Caron would not comment on why Ekpunobi received the questionnaire about drinking problems.
"It is (a) very personal health question and I would really feel uncomfortable to do that," said Caron, although the couple in question believe the questionnaire was also sent in error.
***
It's always nice for a journalist to hear when a story she was covering ends well for everyone involved.
Two weeks ago I started looking into the case of a Nigerian couple who have been kept apart since they were married in September 2009 because the federal government made a series of costly mistakes while processing their visa application.
Citizenship and Immigration Canada apologized for the errors after my inquiries prompted officials to take a closer look at the case.
On Monday I got a call from the husband, Gideon Christian, who was giddy with the good news that his wife, Isabella Chinelo Ekpunobi, had finally received her visa to join him in Canada when she arrived at the High Commission in Accra, Ghana.
"I am so happy," he said over and over again as he laughed into the telephone.

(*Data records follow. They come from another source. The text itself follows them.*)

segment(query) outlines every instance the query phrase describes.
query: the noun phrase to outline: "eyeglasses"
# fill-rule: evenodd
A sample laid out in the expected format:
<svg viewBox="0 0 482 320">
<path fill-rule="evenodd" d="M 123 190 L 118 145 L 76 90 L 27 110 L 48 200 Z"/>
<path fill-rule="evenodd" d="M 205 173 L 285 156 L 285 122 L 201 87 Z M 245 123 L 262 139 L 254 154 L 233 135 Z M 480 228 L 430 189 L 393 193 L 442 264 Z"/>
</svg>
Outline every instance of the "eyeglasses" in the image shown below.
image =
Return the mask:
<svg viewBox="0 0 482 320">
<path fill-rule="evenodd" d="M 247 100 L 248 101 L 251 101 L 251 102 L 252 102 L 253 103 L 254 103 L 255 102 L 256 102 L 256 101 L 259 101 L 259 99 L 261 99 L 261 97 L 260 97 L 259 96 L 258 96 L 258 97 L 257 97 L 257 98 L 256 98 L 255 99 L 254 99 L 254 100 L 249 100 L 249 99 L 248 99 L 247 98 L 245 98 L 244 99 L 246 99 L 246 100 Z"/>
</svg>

Ekpunobi is going to hand in her resignation from her job as an in-house lawyer at the Nigerian Television Authority and then join her husband in Ottawa, where he is doing his doctoral studies in law -- something he had seriously thought about abandoning this summer so he could return to Nigeria to get on with his marriage.
The couple hopes to be reunited on Canada Day.
Gideon thanked me personally for helping them out, which something that is always strange for a journalist to hear. I didn't really do anything to help them. I just asked a bunch of questions and wrote down the answers in a way that made for an interesting story.
But really, sometimes that is all the help someone needs when they are up against a faceless bureaucracy that notes their concerns but doesn't really listen or take a step back to notice that something is terribly wrong.
The backlog of unresolved immigration cases is huge. There are an unknown number of stories like the one I told about Gideon and Isabella and yes, it does seem unfair that their case gets resolved so quickly (if nearly 21 months instead of the eight they were told it would take can be considered "quick") just because a reporter starts nosing around.
It would be impossible for every would-be immigrant to Canada to plead their case to the media in this way (and many who do see no quick results anyway). The staff in the office of Liberal MP Mauril Belanger (Ottawa-Vanier) had been making calls on this particular case for months with little progress, even though emails went through the office of Immigration Minister Jason Kenney.
But maybe if government officials (both in Ottawa and embassies around the world) tried a little harder to treat case numbers as individual people who deserve to be listened to and given a serious answer when they ask a serious question (such as: "Why are we being asked for medical tests three different times when your own file notes the first request was sent in error?") there would be more stories that end well.